Friday, 14 November 2008

The End Times and The Times Before The End Times

Dying Earth by Jack Vance: like China Mieville's novels, this is a heady mixture of fantasy and sci-fi concepts. Set in the far future, with the sun relatively close to dying, the stories revolve mainly around sorcerors battling amongst themselves or seeking to restore or rediscover magical powers from a previous Golden Age, however in some stories they also come across evidence of the planet's high-tech past. The book lies somewhere between short story collection and novel - the six chapters are stand-alone shorts or novellas (an artefact of the sci-fi magazine culture) but characters and events do connect from story to story and there is a vague sense of an overall structure. The fantasy is orc-free with some originality in depiction of the demons and monsters that inhabit the dying Earth.

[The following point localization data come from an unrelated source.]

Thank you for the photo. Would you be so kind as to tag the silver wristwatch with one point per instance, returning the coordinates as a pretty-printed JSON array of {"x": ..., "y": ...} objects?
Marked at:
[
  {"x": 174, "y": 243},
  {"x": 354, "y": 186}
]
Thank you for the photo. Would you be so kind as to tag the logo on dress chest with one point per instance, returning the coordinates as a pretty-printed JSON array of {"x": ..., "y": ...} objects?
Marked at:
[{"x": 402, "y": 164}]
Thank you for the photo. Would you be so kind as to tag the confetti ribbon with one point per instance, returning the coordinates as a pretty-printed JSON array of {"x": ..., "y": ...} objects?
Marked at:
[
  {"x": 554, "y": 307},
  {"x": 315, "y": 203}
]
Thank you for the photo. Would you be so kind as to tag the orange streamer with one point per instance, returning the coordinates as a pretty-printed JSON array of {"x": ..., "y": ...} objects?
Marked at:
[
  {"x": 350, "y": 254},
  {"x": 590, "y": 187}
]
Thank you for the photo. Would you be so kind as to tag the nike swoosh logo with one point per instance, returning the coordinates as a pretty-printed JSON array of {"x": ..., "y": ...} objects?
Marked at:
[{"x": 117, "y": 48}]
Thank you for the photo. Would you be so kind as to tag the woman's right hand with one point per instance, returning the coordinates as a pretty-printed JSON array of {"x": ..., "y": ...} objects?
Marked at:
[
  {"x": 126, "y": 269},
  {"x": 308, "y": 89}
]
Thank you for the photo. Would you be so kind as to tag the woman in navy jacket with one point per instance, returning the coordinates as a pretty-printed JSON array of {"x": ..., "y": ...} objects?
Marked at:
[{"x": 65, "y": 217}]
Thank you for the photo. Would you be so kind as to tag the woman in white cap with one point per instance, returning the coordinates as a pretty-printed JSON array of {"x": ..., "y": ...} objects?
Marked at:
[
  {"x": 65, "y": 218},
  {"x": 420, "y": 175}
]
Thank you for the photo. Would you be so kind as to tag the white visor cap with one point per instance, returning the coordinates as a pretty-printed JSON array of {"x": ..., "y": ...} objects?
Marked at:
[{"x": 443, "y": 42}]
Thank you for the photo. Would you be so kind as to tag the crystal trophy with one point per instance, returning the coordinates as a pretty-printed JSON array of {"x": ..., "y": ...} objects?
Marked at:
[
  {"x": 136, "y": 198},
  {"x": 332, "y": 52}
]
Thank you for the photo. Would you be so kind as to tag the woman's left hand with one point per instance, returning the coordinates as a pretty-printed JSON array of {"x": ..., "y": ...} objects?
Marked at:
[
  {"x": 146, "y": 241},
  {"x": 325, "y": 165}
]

I came to Jack Vance through a newer author, Matt Hughes who has written several novels and short stories set in "the times before the End times," generally agreed to be earlier in Jack Vance's Dying Earth timeline. Hughes' stories again combine sci-fi and fantasy concepts, and are set in a decadent age where almost everything is known; humanity has expanded from a kingdom "The Archonate" into a collection of worlds "The Spray." Hughes writes with an extraordinary turn of phrase that I've only seen two other authors carry off - one is Patrick O'Brian, the other Charles Dickens. I can't quite put my finger on what these authors are doing but you can almost taste the sentences. Hughes also takes in some unusual but fascinating topics in addition to his world's decadent politics and con-artistry; many stories feature the adventures of noonauts travelling into and out of Jung's collective unconscious.


Jigsaw said...

Never heard of this author.Must try to track him down.I read stuff like The Forever War by Joe Haldeman and Philip K Dick's books which are very like the last line of your post.Kind of Sci Fi mixed with philosophy and drugs thrown in! Scanner Darkly starring Keanu "Great actor" Reeves was a film based on his book.very good film if you like his books.

Sci-Fi Gene said...

I also read a lot of Phil Dick and have enjoyed most of the film adaptations from Blade Runner onwards, including Scanner Darkly. I think he also inspired ideas in other films even if they're not direct adaptations - the Truman Show for instance could easily have been one of his. I'll put up some reviews of particular books/films I enjoyed when I get round to it.